The Public Accounts Committee (PAC) has criticised a “lack of leadership and coordination” from HMRC and the Treasury in targeting environmental action.
In a new report from the Committee, it said the governmental departments have a “very limited view of the role of tax”, with a “limited understanding of the environmental impact” of taxes. It added that they were unable to say how the tax system is and could be used to achieve environmental goals such as net zero.
Additionally, they seemed unaware of the impact that the government’s environmental goals will have on tax revenues, pointing to the rise of electric vehicles as an example. In the year 2019-20, fuel duty raised £28 billion, but as the ban on the sale of new petrol and diesel cars looms “HM Treasury cannot explain how it will manage declining revenues from consumption of fossil fuels”.

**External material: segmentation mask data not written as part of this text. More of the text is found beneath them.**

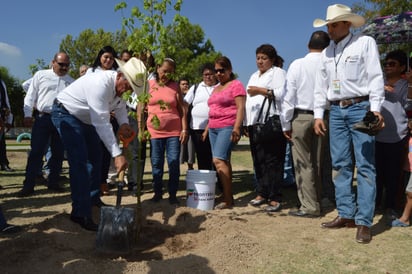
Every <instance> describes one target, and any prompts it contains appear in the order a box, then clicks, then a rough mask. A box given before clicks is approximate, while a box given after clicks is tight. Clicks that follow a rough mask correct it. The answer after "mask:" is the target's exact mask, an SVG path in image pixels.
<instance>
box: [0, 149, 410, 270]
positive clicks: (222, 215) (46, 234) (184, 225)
mask: <svg viewBox="0 0 412 274" xmlns="http://www.w3.org/2000/svg"><path fill="white" fill-rule="evenodd" d="M8 155H9V160H10V162H11V164H10V165H11V166H12V167H13V168H15V169H16V171H15V172H13V173H5V172H0V185H1V186H2V187H3V189H2V190H0V200H1V203H2V204H1V205H2V208H3V211H4V213H5V215H6V217H7V218H8V220H9V222H10V223H13V224H18V225H21V226H22V227H23V231H22V232H20V233H18V234H15V235H11V236H0V273H352V272H357V273H411V272H412V270H411V269H410V258H411V256H412V249H411V248H410V246H411V243H412V229H411V228H396V229H391V228H389V227H388V226H387V225H386V222H387V219H386V217H385V216H383V215H380V214H377V215H376V216H375V220H374V221H375V222H374V226H373V228H372V232H373V240H372V242H371V243H370V244H368V245H361V244H357V243H356V242H355V233H356V230H355V229H339V230H325V229H321V228H320V223H321V222H323V221H328V220H331V219H333V218H334V217H335V216H336V214H337V213H336V210H334V209H333V208H332V209H328V210H325V212H324V215H323V216H322V217H321V218H316V219H307V218H302V219H301V218H296V217H290V216H288V215H287V212H288V211H289V209H290V208H292V207H295V206H296V205H297V199H296V194H295V192H296V191H295V190H294V189H293V188H287V189H284V190H283V193H284V197H285V199H284V202H283V209H282V211H281V212H278V213H273V214H268V213H265V212H264V211H263V210H262V208H263V207H262V208H255V207H252V206H250V205H248V204H247V203H248V201H249V200H250V199H252V198H254V194H253V190H252V183H251V181H252V178H253V175H252V172H251V166H252V165H251V162H250V155H249V152H248V151H247V149H238V150H236V151H235V152H234V153H233V155H232V159H233V169H234V180H233V185H234V193H235V207H234V208H233V209H231V210H220V211H216V210H212V211H201V210H198V209H193V208H188V207H186V206H185V205H186V191H185V176H184V175H185V172H186V166H184V165H182V166H181V171H182V177H181V189H180V190H179V192H178V198H179V200H180V206H177V207H176V206H171V205H170V204H169V203H168V200H167V194H166V195H165V196H164V197H165V198H166V199H163V200H162V201H161V202H159V203H153V202H151V201H149V199H150V198H151V197H152V192H151V185H150V177H151V176H150V172H149V170H150V164H147V166H148V169H147V172H146V175H145V189H144V193H143V196H142V209H143V214H142V215H143V221H142V231H141V235H140V237H139V239H138V241H137V244H135V245H134V247H133V250H132V252H131V253H130V254H128V255H125V256H118V255H102V254H99V253H97V252H96V247H95V241H96V233H94V232H89V231H86V230H83V229H82V228H80V226H78V225H77V224H75V223H72V222H71V221H70V220H69V214H70V211H71V199H70V188H69V185H68V183H67V182H66V184H65V187H66V189H67V192H64V193H61V194H55V193H50V192H48V190H47V189H46V187H45V186H36V189H35V190H36V193H35V195H34V196H31V197H27V198H17V197H16V193H17V191H18V190H19V189H20V188H21V186H22V181H23V178H24V167H25V161H26V153H25V152H9V153H8ZM64 175H66V176H68V175H67V169H66V170H65V174H64ZM103 200H104V202H106V203H108V204H111V205H114V204H115V196H114V190H113V191H112V195H110V196H104V197H103ZM123 205H124V206H127V207H131V208H135V207H136V197H135V196H133V194H132V193H130V192H125V194H124V196H123ZM94 218H95V221H96V222H98V221H99V220H98V219H99V209H97V208H95V209H94Z"/></svg>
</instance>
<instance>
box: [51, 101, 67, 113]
mask: <svg viewBox="0 0 412 274" xmlns="http://www.w3.org/2000/svg"><path fill="white" fill-rule="evenodd" d="M53 103H54V104H55V105H56V106H58V107H59V108H62V109H64V110H65V111H67V109H66V108H65V107H64V105H63V103H62V102H60V101H59V100H57V99H54V102H53Z"/></svg>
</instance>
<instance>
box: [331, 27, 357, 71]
mask: <svg viewBox="0 0 412 274" xmlns="http://www.w3.org/2000/svg"><path fill="white" fill-rule="evenodd" d="M350 35H351V36H350V39H349V40H348V42H346V44H345V45H344V46H343V49H342V53H341V55H340V56H339V58H338V61H336V52H335V51H336V47H334V48H333V61H334V62H335V76H336V77H338V64H339V62H340V58H342V55H343V51H344V50H345V48H346V46H347V45H349V43H350V41H352V37H353V34H352V33H351V34H350Z"/></svg>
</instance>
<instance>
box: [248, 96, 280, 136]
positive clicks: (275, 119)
mask: <svg viewBox="0 0 412 274" xmlns="http://www.w3.org/2000/svg"><path fill="white" fill-rule="evenodd" d="M267 100H269V107H268V111H267V112H266V115H265V119H264V120H263V121H262V122H260V119H261V117H262V113H263V109H264V107H265V103H266V101H267ZM272 102H273V99H268V98H267V97H265V99H264V100H263V103H262V107H261V108H260V110H259V114H258V117H257V123H256V124H254V125H253V126H252V127H253V140H254V142H255V143H270V142H273V141H274V140H276V137H277V136H279V134H282V135H283V131H282V125H281V123H280V118H279V115H273V116H271V117H269V112H270V107H271V106H272ZM275 109H276V106H275Z"/></svg>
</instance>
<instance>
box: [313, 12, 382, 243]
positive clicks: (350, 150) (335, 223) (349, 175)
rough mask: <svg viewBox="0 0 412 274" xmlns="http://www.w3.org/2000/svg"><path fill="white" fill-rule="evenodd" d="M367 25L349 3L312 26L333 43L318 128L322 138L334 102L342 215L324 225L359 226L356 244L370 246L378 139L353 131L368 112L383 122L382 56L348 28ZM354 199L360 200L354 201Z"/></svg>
mask: <svg viewBox="0 0 412 274" xmlns="http://www.w3.org/2000/svg"><path fill="white" fill-rule="evenodd" d="M364 23H365V19H364V18H363V17H362V16H359V15H356V14H353V13H352V11H351V9H350V8H349V7H347V6H345V5H340V4H335V5H331V6H329V7H328V9H327V13H326V20H322V19H316V20H315V21H314V22H313V26H314V27H322V26H325V25H326V26H327V30H328V34H329V36H330V38H331V40H333V42H332V43H331V44H330V45H329V46H328V47H327V48H326V49H325V50H324V51H323V52H322V55H321V63H320V67H319V70H318V72H317V75H316V82H315V102H314V118H315V124H314V130H315V133H316V134H319V135H324V134H325V132H326V130H327V129H326V126H325V123H324V121H323V119H322V118H323V114H324V111H325V109H327V107H328V105H329V104H330V116H329V127H330V129H329V135H330V150H331V157H332V167H333V170H334V178H333V180H334V184H335V196H336V207H337V210H338V216H337V217H336V218H335V219H334V220H333V221H330V222H325V223H322V227H323V228H341V227H355V225H356V227H357V233H356V241H357V242H359V243H369V242H370V241H371V239H372V236H371V231H370V227H371V226H372V223H373V215H374V209H375V196H376V182H375V177H376V172H375V166H374V165H375V138H374V137H373V136H369V135H368V134H365V133H362V132H360V131H357V130H353V125H354V124H356V123H357V122H359V121H361V120H362V119H363V117H364V116H365V114H366V112H367V111H368V110H370V111H372V112H373V113H374V114H375V115H376V116H377V117H378V119H379V125H378V127H379V128H382V127H383V126H384V123H383V118H382V115H381V114H380V113H379V112H380V109H381V105H382V103H383V101H384V90H383V86H384V85H383V76H382V70H381V66H380V62H379V52H378V47H377V45H376V42H375V40H374V39H373V38H371V37H368V36H363V35H362V34H357V35H354V34H352V33H351V32H350V27H360V26H362V25H363V24H364ZM353 156H354V158H355V162H356V168H357V195H355V193H354V192H353V191H352V183H353V175H354V174H353V172H354V168H353V160H352V159H353ZM355 197H356V199H355Z"/></svg>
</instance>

Meg Hillier MP, chair of the PAC said reaching net zero must be “the greatest co-ordinated ask, of governments around the globe, in history”.

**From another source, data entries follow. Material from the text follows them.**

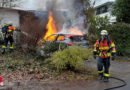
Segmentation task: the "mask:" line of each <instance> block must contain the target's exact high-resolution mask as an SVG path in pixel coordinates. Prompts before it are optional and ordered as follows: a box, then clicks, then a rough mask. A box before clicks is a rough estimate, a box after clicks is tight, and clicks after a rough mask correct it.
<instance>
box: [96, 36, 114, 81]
mask: <svg viewBox="0 0 130 90" xmlns="http://www.w3.org/2000/svg"><path fill="white" fill-rule="evenodd" d="M115 53H116V50H115V44H114V43H113V42H112V40H107V38H105V39H104V40H97V42H96V43H95V45H94V54H98V56H99V58H98V63H97V68H98V74H99V76H100V79H102V77H103V76H104V81H108V79H109V76H110V72H109V67H110V56H111V55H112V56H113V55H115ZM103 67H104V70H103Z"/></svg>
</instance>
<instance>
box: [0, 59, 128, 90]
mask: <svg viewBox="0 0 130 90" xmlns="http://www.w3.org/2000/svg"><path fill="white" fill-rule="evenodd" d="M86 64H87V66H89V67H92V68H96V60H92V61H89V62H88V61H86ZM110 69H111V70H110V71H111V73H112V75H114V76H115V77H118V78H121V79H123V80H125V81H126V82H127V86H125V87H122V88H118V89H114V90H130V70H129V69H130V62H117V61H114V62H111V68H110ZM120 84H122V83H121V82H120V81H118V80H115V79H110V82H109V83H104V82H102V81H88V80H82V81H72V82H67V81H66V82H51V83H49V82H39V81H30V82H26V81H24V82H20V83H18V82H15V83H8V85H7V87H8V88H0V90H104V89H106V88H110V87H113V86H118V85H120Z"/></svg>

“But the UK government has been blithely issuing ever more ambitious climate targets for years now, with no sign of a roadmap to reach any of them. The departments in charge seem stuck in a bygone era, with little sign of the innovative thinking needed to achieve all this.”

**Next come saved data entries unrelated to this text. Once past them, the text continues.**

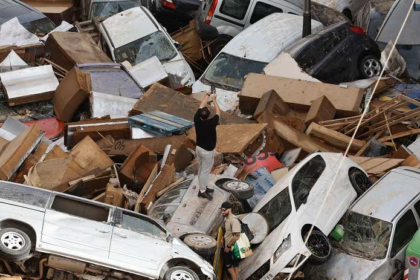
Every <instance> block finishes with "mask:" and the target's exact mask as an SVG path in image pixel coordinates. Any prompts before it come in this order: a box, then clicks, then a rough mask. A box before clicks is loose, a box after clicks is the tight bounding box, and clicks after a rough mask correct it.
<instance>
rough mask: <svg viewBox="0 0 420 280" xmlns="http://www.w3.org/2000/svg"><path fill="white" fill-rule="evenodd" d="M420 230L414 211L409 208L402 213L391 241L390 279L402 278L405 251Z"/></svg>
mask: <svg viewBox="0 0 420 280" xmlns="http://www.w3.org/2000/svg"><path fill="white" fill-rule="evenodd" d="M417 230H418V224H417V221H416V218H415V216H414V213H413V211H412V210H411V209H408V210H407V211H406V212H405V213H404V214H403V215H401V216H400V217H399V219H398V221H397V223H396V225H395V228H394V234H393V237H392V241H391V250H390V261H389V265H390V266H391V269H392V275H391V276H390V278H389V279H394V280H397V279H402V276H403V272H404V259H405V251H406V249H407V246H408V243H410V241H411V239H412V238H413V236H414V234H415V233H416V231H417Z"/></svg>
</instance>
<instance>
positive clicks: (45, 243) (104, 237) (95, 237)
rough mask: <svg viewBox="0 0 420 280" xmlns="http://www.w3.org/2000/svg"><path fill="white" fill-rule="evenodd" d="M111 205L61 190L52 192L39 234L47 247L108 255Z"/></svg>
mask: <svg viewBox="0 0 420 280" xmlns="http://www.w3.org/2000/svg"><path fill="white" fill-rule="evenodd" d="M112 209H113V208H112V207H111V206H106V205H104V204H101V203H95V202H93V201H89V200H85V199H80V198H77V197H73V196H67V195H64V194H55V196H54V198H53V202H52V204H51V206H50V207H49V208H48V209H46V211H45V217H44V224H43V229H42V235H41V242H42V247H43V248H44V250H47V251H57V252H60V253H68V254H70V255H74V256H81V257H83V256H86V257H90V256H96V257H100V258H103V259H108V254H109V248H110V243H111V236H112V230H113V226H112V225H111V222H110V221H111V214H112V211H111V210H112Z"/></svg>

The report follows the government again increasing its decarbonisation target to 78% by 2035 earlier this month, a move that while welcomed, led to many organisations calling for more policy and detail around the path to such reductions.
HMRC and the Treasury currently only recognise four environmental taxes, and have not kept track of the impact of other tax measures that have an environmental impact. This includes things like tax reliefs to support energy saving and clean technologies, or those affecting the use of fossil fuels.
Assessments have been started for fuel duty freezes to see the impact on the environment, but all taxes should undergo environmental assessment said the PAC.
It criticised the lack of coordination and leadership that mirrors previous concerns from the PAC, in particular from the Treasury which has a cross-governmental remit. Therefore it is “disappointing to see the silo thinking we often see in other Whitehall departments extending to the Treasury itself”, the report added.
The PAC called on the Treasury to consider how tax should fit into a comprehensive programme for funding net zero.
It follows a report from Green Alliance earlier this week that pointed to support from the general public for utilising the tax system for decarbonisation. The report noted that the tax system is one of the most powerful tools available to the government to deliver its policy ambitions and shape the economy, but that more needed to be done.
“Every week brings reports of some climate record disturbingly broken – the hottest year, the hottest decade, warming seas rising faster than we feared, carbon emissions raging back even as the economy takes more faltering steps,” finished Hillier.
“Now we are six months from hosting the next major global climate summit and the climate storm is breaking all around us. HMRC and HMT need to catch up fast.”